Brexit: May évoque de nouvelles "discussions dans les prochains jours" avec l'UE

Bruxelles - La Première ministre britannique Theresa May a affirmé vendredi qu'il y aurait de nouvelles discussions "dans les prochains jours" avec l'UE pour obtenir davantage de garanties sur l'accord de Brexit, à l'issue d'un sommet européen à Bruxelles.

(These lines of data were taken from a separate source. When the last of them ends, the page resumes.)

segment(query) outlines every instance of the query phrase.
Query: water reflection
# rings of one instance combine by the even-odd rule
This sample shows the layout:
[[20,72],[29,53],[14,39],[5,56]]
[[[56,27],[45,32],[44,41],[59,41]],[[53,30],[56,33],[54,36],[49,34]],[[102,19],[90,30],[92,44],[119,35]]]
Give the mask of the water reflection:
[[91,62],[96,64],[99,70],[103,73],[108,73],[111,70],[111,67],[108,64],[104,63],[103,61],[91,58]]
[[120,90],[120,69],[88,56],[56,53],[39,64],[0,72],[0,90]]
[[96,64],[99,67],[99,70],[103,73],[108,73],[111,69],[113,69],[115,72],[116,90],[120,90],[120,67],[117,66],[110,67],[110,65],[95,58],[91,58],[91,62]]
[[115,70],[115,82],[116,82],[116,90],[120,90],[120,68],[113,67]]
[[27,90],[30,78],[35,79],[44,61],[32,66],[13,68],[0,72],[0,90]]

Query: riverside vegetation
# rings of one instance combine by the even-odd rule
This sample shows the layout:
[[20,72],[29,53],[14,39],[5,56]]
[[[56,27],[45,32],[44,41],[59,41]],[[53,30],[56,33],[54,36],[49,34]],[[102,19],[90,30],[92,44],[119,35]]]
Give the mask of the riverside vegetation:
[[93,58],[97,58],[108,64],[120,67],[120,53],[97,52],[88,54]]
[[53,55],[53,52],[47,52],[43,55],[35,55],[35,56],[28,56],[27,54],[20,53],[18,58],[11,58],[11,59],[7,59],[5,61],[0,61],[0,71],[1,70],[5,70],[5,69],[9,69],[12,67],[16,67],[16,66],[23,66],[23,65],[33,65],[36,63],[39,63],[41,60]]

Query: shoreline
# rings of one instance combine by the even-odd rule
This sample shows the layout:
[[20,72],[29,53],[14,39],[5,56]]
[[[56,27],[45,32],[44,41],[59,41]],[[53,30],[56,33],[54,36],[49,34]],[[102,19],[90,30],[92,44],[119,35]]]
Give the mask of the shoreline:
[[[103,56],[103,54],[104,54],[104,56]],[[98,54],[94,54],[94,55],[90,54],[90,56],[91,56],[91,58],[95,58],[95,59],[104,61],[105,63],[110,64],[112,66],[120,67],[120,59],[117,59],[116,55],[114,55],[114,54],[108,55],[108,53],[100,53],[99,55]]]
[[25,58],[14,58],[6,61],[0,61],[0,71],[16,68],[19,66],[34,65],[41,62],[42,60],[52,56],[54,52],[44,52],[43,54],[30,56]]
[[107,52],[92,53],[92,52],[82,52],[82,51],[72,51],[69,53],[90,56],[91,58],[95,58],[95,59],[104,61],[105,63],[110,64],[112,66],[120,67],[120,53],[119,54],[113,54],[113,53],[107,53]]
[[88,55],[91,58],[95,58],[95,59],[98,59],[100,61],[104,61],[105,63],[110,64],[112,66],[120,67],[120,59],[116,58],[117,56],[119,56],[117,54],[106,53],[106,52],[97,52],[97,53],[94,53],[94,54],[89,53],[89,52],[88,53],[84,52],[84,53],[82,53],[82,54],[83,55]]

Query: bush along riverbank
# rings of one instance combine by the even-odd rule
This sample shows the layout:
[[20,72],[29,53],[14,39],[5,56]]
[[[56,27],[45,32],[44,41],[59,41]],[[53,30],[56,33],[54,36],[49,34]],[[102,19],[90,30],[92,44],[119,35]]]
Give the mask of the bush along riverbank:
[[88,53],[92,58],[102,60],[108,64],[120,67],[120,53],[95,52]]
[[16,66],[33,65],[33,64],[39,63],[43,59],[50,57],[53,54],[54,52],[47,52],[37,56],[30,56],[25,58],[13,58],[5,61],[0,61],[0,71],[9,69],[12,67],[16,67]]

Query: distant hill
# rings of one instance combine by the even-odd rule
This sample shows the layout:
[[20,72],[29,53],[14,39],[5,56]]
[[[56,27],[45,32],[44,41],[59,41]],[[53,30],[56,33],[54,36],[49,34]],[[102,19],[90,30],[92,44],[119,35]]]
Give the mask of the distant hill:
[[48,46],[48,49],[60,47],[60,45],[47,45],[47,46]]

Les "discussions avec mes collègues aujourd'hui ont montré qu'il est en fait possible d'avoir des clarifications supplémentaires", a-t-elle dit devant la presse. "Nous aurons des discussions dans les prochains jours", a-elle ajouté.

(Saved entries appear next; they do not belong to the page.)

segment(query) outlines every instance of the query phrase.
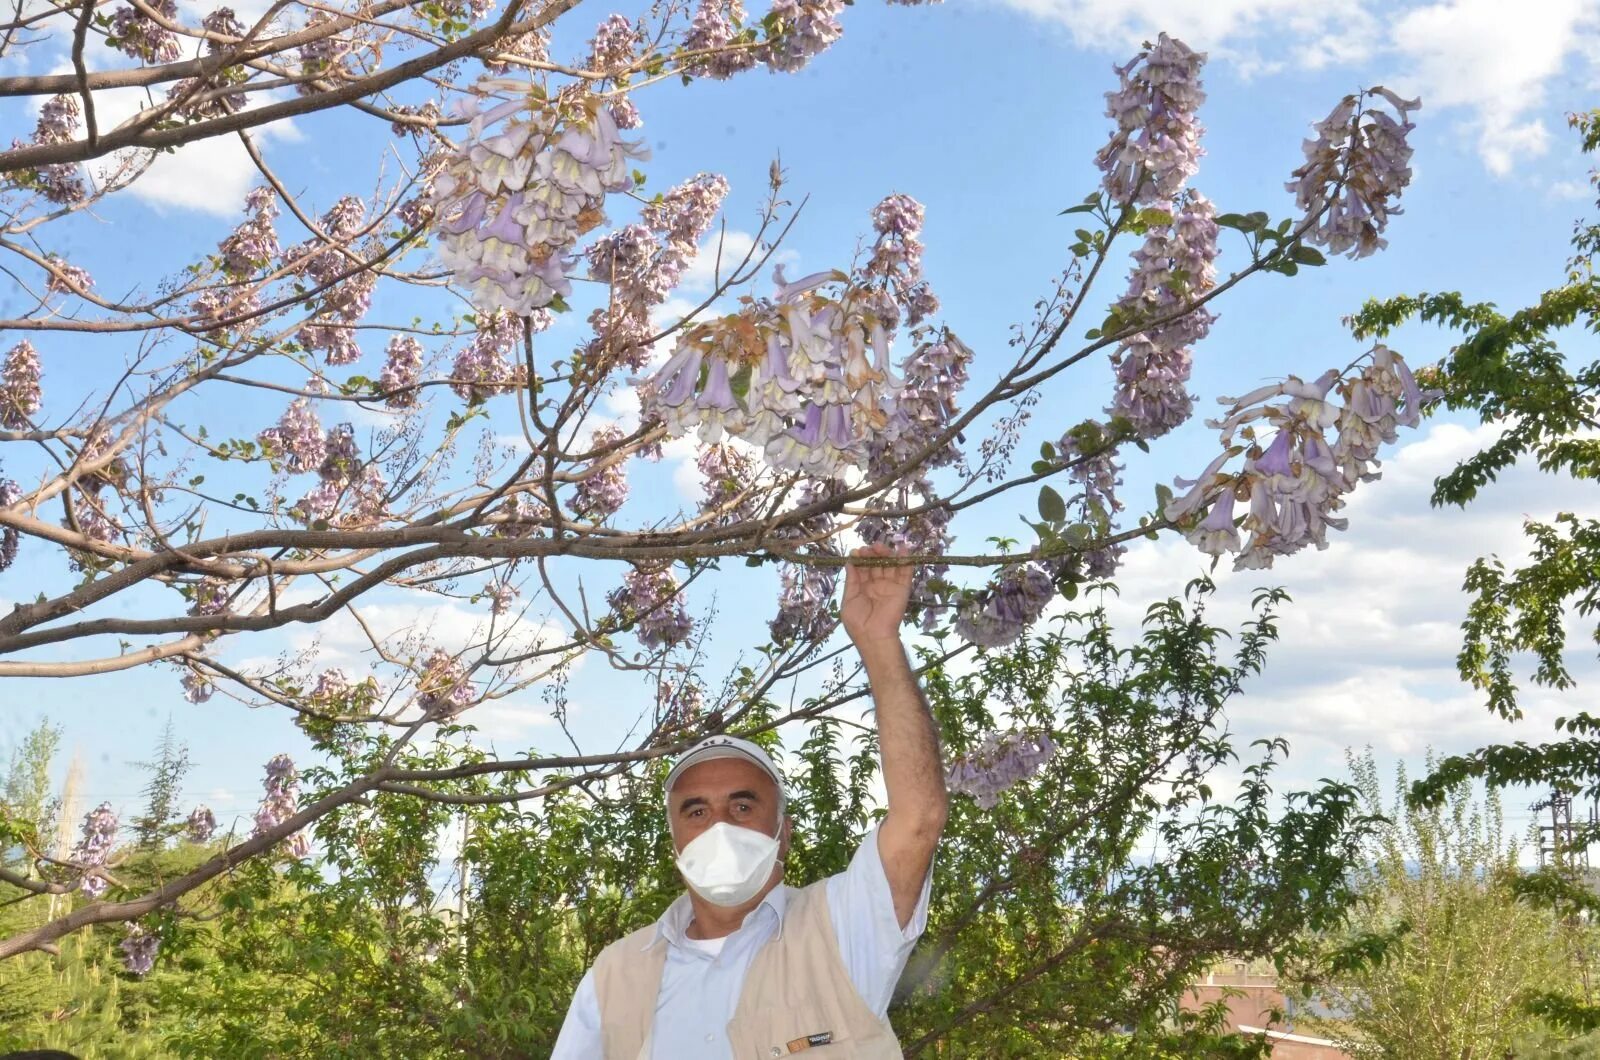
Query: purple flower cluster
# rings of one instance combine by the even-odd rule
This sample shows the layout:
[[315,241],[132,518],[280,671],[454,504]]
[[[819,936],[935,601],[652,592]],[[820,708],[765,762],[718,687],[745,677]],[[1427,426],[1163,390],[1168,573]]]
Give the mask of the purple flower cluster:
[[[904,382],[882,436],[875,441],[874,476],[907,466],[944,433],[956,414],[956,398],[966,386],[972,350],[944,330],[918,344],[901,365]],[[955,439],[933,450],[923,467],[948,467],[961,458]]]
[[[252,836],[270,832],[300,812],[300,773],[288,755],[272,756],[267,762],[267,776],[262,786],[266,794],[256,809]],[[289,856],[293,858],[303,858],[311,853],[311,840],[304,832],[289,836],[287,846]]]
[[[22,500],[22,487],[15,479],[0,479],[0,508],[9,508]],[[0,530],[0,571],[7,570],[17,561],[17,548],[22,544],[22,532],[14,526]]]
[[[225,8],[223,10],[226,10]],[[359,200],[357,200],[359,205]],[[245,219],[217,244],[222,270],[230,279],[254,276],[272,264],[280,253],[278,232],[273,222],[278,216],[277,192],[262,185],[251,188],[244,197]],[[303,258],[308,244],[291,248],[291,258]],[[301,264],[296,262],[297,265]]]
[[80,269],[55,254],[50,255],[49,262],[50,275],[45,277],[45,294],[76,294],[94,287],[94,277],[89,275],[88,269]]
[[[333,21],[334,16],[325,11],[313,11],[306,19],[305,28],[317,29]],[[348,32],[348,31],[346,31]],[[331,33],[300,45],[300,73],[315,81],[301,81],[297,86],[302,96],[321,92],[329,82],[343,80],[349,74],[345,60],[351,51],[350,40],[341,33]],[[318,84],[321,81],[322,84]]]
[[700,513],[714,522],[731,524],[757,513],[751,488],[756,476],[755,461],[731,445],[707,445],[695,459],[700,469]]
[[670,564],[635,566],[606,594],[606,602],[618,618],[633,625],[634,635],[647,648],[676,647],[694,631]]
[[1199,168],[1200,87],[1204,52],[1161,34],[1155,46],[1116,68],[1121,85],[1106,93],[1106,117],[1117,123],[1095,155],[1105,189],[1118,203],[1165,202]]
[[1037,773],[1056,753],[1049,733],[991,733],[970,754],[950,763],[945,786],[992,809],[1010,788]]
[[[200,20],[200,26],[207,33],[219,33],[224,37],[238,38],[243,37],[245,34],[244,23],[239,21],[239,16],[234,13],[231,7],[217,8]],[[211,40],[209,38],[206,40],[206,51],[212,55],[228,46],[228,42],[225,41]]]
[[[389,483],[375,462],[363,462],[355,428],[341,423],[323,439],[318,482],[294,506],[306,522],[324,520],[342,527],[371,526],[388,514]],[[341,501],[348,500],[339,511]]]
[[519,33],[513,37],[501,37],[495,41],[490,49],[490,57],[483,60],[484,69],[499,77],[510,70],[515,63],[499,62],[493,56],[505,56],[507,59],[522,59],[532,63],[546,63],[550,61],[550,34],[548,30],[536,29],[531,33]]
[[610,15],[595,27],[589,41],[589,69],[614,75],[633,62],[643,43],[637,26],[621,15]]
[[619,228],[589,247],[589,276],[608,284],[611,297],[589,317],[595,337],[585,350],[587,359],[600,365],[621,363],[635,371],[644,367],[655,331],[650,311],[683,278],[727,194],[727,180],[715,173],[697,174],[648,203],[641,223]]
[[[1395,117],[1361,105],[1361,97],[1381,96]],[[1361,258],[1388,246],[1383,230],[1401,210],[1395,206],[1411,183],[1411,145],[1416,128],[1411,112],[1420,99],[1401,99],[1387,88],[1349,95],[1314,128],[1305,141],[1305,165],[1286,186],[1306,218],[1317,221],[1306,239],[1334,254]]]
[[25,431],[33,426],[44,393],[39,387],[39,353],[22,339],[6,353],[0,367],[0,427]]
[[183,677],[179,679],[183,688],[183,698],[188,703],[204,703],[209,700],[217,690],[217,683],[192,666],[186,666]]
[[189,613],[220,615],[228,610],[228,600],[232,595],[231,582],[222,578],[202,578],[194,587],[194,601],[189,605]]
[[[168,22],[178,19],[175,0],[148,0],[147,6]],[[183,55],[177,34],[132,4],[112,12],[106,43],[129,58],[151,64],[177,62]]]
[[317,683],[311,686],[310,700],[324,709],[370,711],[378,701],[378,681],[369,674],[352,684],[343,670],[332,667],[317,675]]
[[[1107,412],[1133,424],[1140,438],[1159,438],[1194,411],[1188,381],[1194,344],[1215,316],[1183,307],[1216,285],[1216,211],[1198,192],[1184,196],[1171,224],[1152,224],[1134,251],[1128,291],[1117,309],[1131,320],[1158,320],[1111,355],[1117,387]],[[1173,319],[1173,314],[1182,313]]]
[[494,581],[483,587],[483,595],[489,598],[489,613],[498,618],[511,613],[522,593],[510,582]]
[[290,471],[314,471],[328,455],[328,442],[322,421],[307,398],[295,398],[284,410],[275,427],[256,435],[262,452],[269,459],[282,461]]
[[392,409],[415,408],[418,396],[414,388],[421,378],[422,343],[410,335],[390,338],[383,371],[378,375],[378,389],[385,395],[383,403]]
[[828,603],[839,580],[839,568],[786,563],[778,580],[778,614],[767,624],[773,642],[784,646],[821,643],[833,632]]
[[217,834],[217,815],[211,812],[209,806],[196,806],[189,811],[183,827],[189,842],[209,843],[211,837]]
[[845,0],[775,0],[763,20],[771,35],[762,57],[773,73],[792,74],[844,34]]
[[[77,138],[81,113],[77,96],[50,97],[39,108],[39,121],[34,126],[32,142],[40,146],[71,143]],[[11,146],[16,149],[27,144],[12,140]],[[83,183],[83,173],[75,162],[40,166],[29,183],[37,187],[46,199],[63,205],[82,202],[89,194]]]
[[105,867],[106,859],[117,843],[117,813],[109,802],[83,815],[83,836],[72,848],[71,860],[84,871],[78,881],[78,890],[90,898],[99,898],[110,885],[97,869]]
[[422,673],[417,676],[417,706],[425,714],[436,718],[449,718],[472,705],[477,691],[467,677],[467,668],[460,659],[442,648],[422,663]]
[[878,249],[866,270],[791,283],[779,267],[770,299],[681,331],[643,381],[647,418],[674,437],[697,430],[707,444],[742,438],[779,470],[831,478],[866,468],[885,432],[904,426],[891,332],[902,310],[918,320],[937,304],[920,278],[921,213],[891,196],[875,211]]
[[149,975],[156,966],[156,953],[161,949],[161,937],[146,931],[135,923],[125,925],[128,933],[122,937],[122,965],[134,975]]
[[761,62],[761,53],[753,47],[734,47],[744,22],[744,5],[740,0],[700,0],[684,35],[683,48],[690,52],[706,52],[683,60],[685,74],[726,80],[734,74],[749,70]]
[[[1211,422],[1222,431],[1223,452],[1199,478],[1177,480],[1189,492],[1167,505],[1166,516],[1187,524],[1185,536],[1201,551],[1239,553],[1236,570],[1270,567],[1276,557],[1308,544],[1326,548],[1327,529],[1347,525],[1333,514],[1344,507],[1345,495],[1379,476],[1379,446],[1394,442],[1399,427],[1419,425],[1431,397],[1399,354],[1378,345],[1371,361],[1349,376],[1330,370],[1310,383],[1291,376],[1240,398],[1223,398],[1231,405],[1228,415]],[[1263,404],[1274,398],[1286,400]],[[1256,421],[1276,428],[1270,444],[1256,440],[1251,426]],[[1329,428],[1337,430],[1331,443]],[[1244,446],[1234,444],[1236,433],[1244,436]],[[1241,449],[1243,468],[1224,472]],[[1236,521],[1239,502],[1248,509]],[[1197,520],[1208,504],[1205,517]],[[1241,530],[1250,535],[1242,544]]]
[[[550,326],[546,310],[535,310],[528,327],[541,331]],[[522,363],[523,318],[510,310],[496,309],[478,318],[478,332],[459,354],[450,369],[450,389],[469,405],[481,404],[496,394],[509,394],[526,386],[527,367]]]
[[536,537],[543,533],[550,518],[548,509],[537,497],[518,493],[495,509],[490,533],[495,537]]
[[956,633],[984,648],[999,648],[1022,636],[1055,598],[1050,575],[1037,563],[1013,564],[956,607]]
[[[591,522],[603,523],[622,508],[628,499],[628,470],[623,460],[610,459],[610,451],[623,439],[620,427],[601,427],[589,438],[596,456],[582,472],[567,507],[573,514]],[[609,461],[609,462],[608,462]]]
[[664,729],[680,729],[700,720],[705,710],[705,697],[700,686],[685,679],[682,682],[663,678],[656,685],[656,717]]
[[[1117,497],[1117,487],[1122,485],[1122,479],[1118,477],[1122,465],[1117,463],[1116,450],[1107,448],[1084,458],[1082,445],[1069,432],[1056,443],[1056,452],[1062,463],[1072,465],[1067,471],[1067,479],[1077,487],[1066,498],[1067,504],[1077,509],[1080,522],[1096,527],[1100,532],[1109,531],[1117,513],[1123,509],[1122,501]],[[1083,563],[1084,573],[1090,578],[1109,578],[1116,573],[1127,550],[1127,546],[1120,543],[1105,545],[1081,553],[1078,558]]]
[[629,164],[644,151],[611,108],[597,96],[565,103],[463,105],[468,135],[433,185],[437,249],[484,312],[559,306],[573,244],[604,221],[607,194],[633,187]]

Les dirigeants des 27 ont martelé jeudi que l'accord de divorce négocié pendant 17 mois avec l'UE, et vivement contesté par les députés britanniques qui doivent le ratifier, ne "peut pas être renégocié".

Les Européens ont toutefois consenti à rappeler dans les "conclusions" écrites du sommet que le fameux "backstop" lié à la frontière irlandaise, au coeur des débats au Royaume-Uni, n'avait vocation à s'appliquer que "temporairement".

Et ils se sont dits "fermement déterminés à travailler rapidement" d'ici au 31 décembre 2020, fin de la période de transition qui doit suivre le départ britannique, pour éviter la mise en place de cette mesure.

Ce "filet de sécurité" est la solution imaginée dans l'accord de divorce pour éviter le retour d'une frontière physique entre l'Irlande et la province britannique d'Irlande du Nord, qui mettrait en péril les accords de paix sur l'île.

Elle prévoit la création d'un "territoire douanier unique" englobant l'UE et le Royaume-Uni après la transition post-Brexit. Il n'aurait vocation à s'appliquer qu'en cas d'échec des négociations à venir sur les futures relations commerciales ambitieuses que souhaitent établir Londres et les 27.

Mais les "Brexiters" y voient un "piège" risquant de maintenir leur pays de manière indéfinie dans une union douanière avec l'UE.

Les conclusions du sommet des 27, destinées à rassurer les députés britanniques, "ont un statut légal et sont donc les bienvenues", a salué devant la presse Theresa May, alors que des sources européennes ont affirmé que ce texte n'était pas "juridiquement contraignant".

Mais les députés "vont avoir besoin d'assurances supplémentaires", a plaidé la dirigeante britannique pour justifier la poursuite de discussions.

"J'ai eu une discussion musclée avec Jean-Claude Juncker", a par ailleurs confirmé Mme May, interrogée sur des images d'un échange animé avec le président de la Commission européenne, qui a reproché hier au Royaume-Uni d'avoir des demandes trop vagues.